Regex Dialect: JavaScript

I have the following capture group (('|").*?[^\\\2]\2) that selects a quoted string excluding escaped quotes.

Matches these for example...

"Felix's pet"
'Felix\'s pet'

However I would now like to remove all whitespace from a string except anything matching this pattern. Is there perhaps a way to back reference the capture group \1 and then exclude it from the matches?

I have attempted to do so with my limited RegEx knowledge, but so far it I can only select the space immediately preceding or following the pattern.

I have saved my test script on regexr for convenience if you would like to play around with my example.

Intended results:

key : string becomes key:string

dragon : "Felix's pet" becomes dragon:"Felix's pet"

"Hello World" something here "Another String"

becomes

"Hello World"somethinghere"Another String"

etc...

Answer 1

In Javascript, you can use String.replace with function as parameter. So you define matching groups and then you can replace each of them separately.

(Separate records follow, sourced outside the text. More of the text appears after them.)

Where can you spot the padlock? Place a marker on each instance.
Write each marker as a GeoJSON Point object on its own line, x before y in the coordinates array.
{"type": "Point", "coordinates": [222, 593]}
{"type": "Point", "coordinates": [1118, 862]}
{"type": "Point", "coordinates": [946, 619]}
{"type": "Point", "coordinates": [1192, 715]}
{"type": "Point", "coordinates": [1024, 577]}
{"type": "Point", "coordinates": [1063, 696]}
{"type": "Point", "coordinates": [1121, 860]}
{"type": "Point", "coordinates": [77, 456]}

You want match all white spaces

\s+

and you need match all inside quotes

(('|")(?:[^\\]\\\2|.)*?\2)

so you combine it together

var pattern = /\s+|(('|")(?:[^\\]\\\2|.)*?\2)/g

and you write replace statement with anonymous function as parameter:

var filteredString = notFilteredString.replace(pattern,
        function(match, group1) { return group1 || "" })

With each match the function is called to give replace string. The regexp match either white space or content of quote. The content of quote is wrapped as group1 and the anonymous function returns group1 if group1 is matched or nothing "" for white spaces or any other match.

Answer 2

This is extremely hard to do with regular expressions. The following works:

result = subject.replace(/ (?=(?:(?:\\.|"(?:\\.|[^"\\])*"|[^\\'"])*'(?:\\.|"(?:\\.|[^"'\\])*"|[^\\'])*')*(?:\\.|"(?:\\.|[^"\\])*"|[^\\'])*$)(?=(?:(?:\\.|'(?:\\.|[^'\\])*'|[^\\'"])*"(?:\\.|'(?:\\.|[^'"\\])*'|[^\\"])*")*(?:\\.|'(?:\\.|[^'\\])*'|[^\\"])*$)/g, "");

I've built this answer from one of my earlier answers to a similar, but not identical question; therefore I'll refer you to it for an explanation.

You can test it live on regex101.com.